I Am Legend (2007)
Back by popular demand!! Who would have thought people actually read and THINK about what I say about movies. Not bad for someone who has never taken a course in film appreciation.
Ok, so I just got back after watching I Am Legend, the latest Will Smith flick. So what's new about this movie? Well, let's just say I was pretty taken in by the opening scenes of the movie, which showcase a world somewhat reminiscent of JG Ballard's "Low Flying Aircraft". For those of you who don't know who Ballard is, LOOK him UP and start reading!! In one of his stories Ballard describes a futuristic world where all fuel has run out and people live in isolated settlements and subsist on wind and solar energy. When one of the more enterprising young men manages to get to a dead city, he finds flowers, trees, grass growing all around the remnants of a metallic civilization. Junk yards coexist with poppy fields!
The movie is based on the 1954 novel "I Am Legend" by Richard Matheson.
Robert Neville (Will Smith) is the only survivor of a holocaust of sorts in I Am Legend. Well, the other living beings aren't exactly... living, in the strictest sense of the term. He lives in NYC with his dog Sam and together they survive and keep humanity alive - just man and his best friend. So what has gone wrong? Well, some cancer cure has gone horribly wrong and has infected all of humankind and turned everyone into a sub-human, blood-sucking creature. But some people are immune and Smith is one of them.
I actually liked this movie for a number of reasons. First, for some reason I was totally convinced that everyone in the world HAD turned into a 'chomp, gulp, smack' creature. Second, there is Will Smith. This could easily be his best performance, except that he already gave one of those in The Pursuit of Happyness. He commands the screen, he appears cool-headed, neurotic and lost all at once. A man on the verge of losing his mind, but hanging on to sanity by one little thread. Smith downplayed his emotional side and made up for it with a dry and dead sense of humor, which only highlighted his loneliness even more.
Neville (Smith) is thrust into an imposed condition of solitude that he must break by reconstructing normalcy in his day to day routine. So everything from renting and returning movies from a DVD store, to bathing and feeding his dog and playing catch with her assumes a certain importance which only intensifies Neville's ironic life - he lives as if he is on an unprotected jungle safari in Africa, only he is in the heart of the civilized world, Manhattan. This dichotomy is drawn out very well in the film. The opposites - between rural life and the commanding heights of civilization, between junk and heaps of cars and the promise of new plant life, the almost magical nature of natural selection combined with the horror of regression into sub-humanity.
The only problem is that this new sort of "crunch-munch" or "chomp, gulp, smack" horror meets sci-fi genre is getting a bit tiresome. I have seen Planet Terror, Thirty Days of Night, Shaun of the Dead, Dawn of the Dead, Resident Evil: Extinction, 28 Days/Weeks Later, etc and they all tend to get a little repetitive - crunch-munch creatures attack, some people die, others hold on to humanity and as long as the good guys are around, humanity will bravely forge ahead. Yawn, give me something new to think about Hollywood!
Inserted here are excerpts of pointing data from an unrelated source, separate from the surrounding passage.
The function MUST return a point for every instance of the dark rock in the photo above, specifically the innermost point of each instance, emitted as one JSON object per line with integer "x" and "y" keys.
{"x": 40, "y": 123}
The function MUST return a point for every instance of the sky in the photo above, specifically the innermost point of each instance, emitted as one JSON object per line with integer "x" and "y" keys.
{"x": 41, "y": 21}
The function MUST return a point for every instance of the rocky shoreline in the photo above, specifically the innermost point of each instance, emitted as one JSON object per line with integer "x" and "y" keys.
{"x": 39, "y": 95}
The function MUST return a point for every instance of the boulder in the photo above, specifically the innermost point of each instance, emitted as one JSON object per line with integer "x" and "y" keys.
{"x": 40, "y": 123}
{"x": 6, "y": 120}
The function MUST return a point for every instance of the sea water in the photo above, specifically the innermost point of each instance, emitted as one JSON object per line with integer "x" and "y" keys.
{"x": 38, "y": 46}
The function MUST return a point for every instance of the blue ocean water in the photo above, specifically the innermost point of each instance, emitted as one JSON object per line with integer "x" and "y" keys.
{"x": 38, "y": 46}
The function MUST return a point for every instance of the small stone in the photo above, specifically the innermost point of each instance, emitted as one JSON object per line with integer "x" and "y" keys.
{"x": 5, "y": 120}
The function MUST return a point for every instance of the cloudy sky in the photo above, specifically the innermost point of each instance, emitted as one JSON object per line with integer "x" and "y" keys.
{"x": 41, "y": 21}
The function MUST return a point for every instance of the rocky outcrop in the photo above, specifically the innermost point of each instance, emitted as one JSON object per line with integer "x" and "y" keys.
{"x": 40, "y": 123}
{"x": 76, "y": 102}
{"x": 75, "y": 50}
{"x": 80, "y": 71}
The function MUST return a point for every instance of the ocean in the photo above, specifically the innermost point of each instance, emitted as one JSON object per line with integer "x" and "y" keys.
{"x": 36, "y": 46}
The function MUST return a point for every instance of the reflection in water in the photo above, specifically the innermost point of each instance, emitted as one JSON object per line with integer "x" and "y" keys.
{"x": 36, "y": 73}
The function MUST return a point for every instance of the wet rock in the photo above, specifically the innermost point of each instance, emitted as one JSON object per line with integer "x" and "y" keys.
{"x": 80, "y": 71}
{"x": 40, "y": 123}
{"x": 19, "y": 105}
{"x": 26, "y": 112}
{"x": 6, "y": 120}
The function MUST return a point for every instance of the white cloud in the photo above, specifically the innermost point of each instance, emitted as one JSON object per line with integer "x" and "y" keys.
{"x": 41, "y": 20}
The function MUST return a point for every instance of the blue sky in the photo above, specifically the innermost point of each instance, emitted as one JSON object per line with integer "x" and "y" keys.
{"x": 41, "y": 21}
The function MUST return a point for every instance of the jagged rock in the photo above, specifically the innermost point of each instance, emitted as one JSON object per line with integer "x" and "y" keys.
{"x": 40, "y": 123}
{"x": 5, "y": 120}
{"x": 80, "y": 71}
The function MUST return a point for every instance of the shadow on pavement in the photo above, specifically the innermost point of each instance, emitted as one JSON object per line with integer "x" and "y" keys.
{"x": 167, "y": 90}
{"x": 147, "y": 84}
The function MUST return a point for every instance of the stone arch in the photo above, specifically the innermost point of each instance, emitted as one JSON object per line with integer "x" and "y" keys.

This is where I Am Legend steps in. For one it doesn't end up being a brainless "crunch-munch" film like Thirty Days of Night (where these hapless people are trapped in some town in Alaska where the sun won't shine for thirty days and get eaten by these vampire-zombie creatures who just LOVE the darkness and think that's when they ought to feast). I Am Legend in fact goes beyond the usual genre and does adequately construct another apocalyptic vision of the future - a global pandemic which can wipe out just about everyone. As a thought experiment it does work pretty well. However, I do not think it would have worked this well if it weren't for the repetitive and striking images of a deserted Manhattan and of course, Smith's spot-on acting. In this genre you usually don't get any better than this. There isn't that much blood and gore in the movie at all, but the few times you do get to see it (like on the staircase, or dripping off a piece of glass) the emphasis is more on Neville's reaction to the blood, than the blood itself.
Interestingly, we don't get to see too much of the creatures. Most of the movie dwells on Neville. This is about him dealing with an unhappy and most unfortunate situation of being the last human (supposedly) and losing faith. He says, conclusively, "there is no God, for humanity just got wiped out- 6 billion people dead". Now this whole crisis of faith issue is thrust upon the audience rather suddenly - and much to my annoyance. It leads Neville to do the 'right thing' and keep hope alive for humanity. But at least it's not as ridiculous as the finale of Thirty Days of Night where the Sheriff played by Josh Hartnett injects creature blood into himself in order to be as strong as the zombie-vampires and defeat them before being 'dusted' by the first rays of dawn.
Final Verdict: Fang-tastic!!
My Rating: 3 and a half noddies!

2 Comments:
Finally "we" are back in business. Last couple of months were tough in describing movies to friends on an intellectual level but now I can contribute something.
Why don't you write more? It's delightful to read your viewpoints...you're a natural!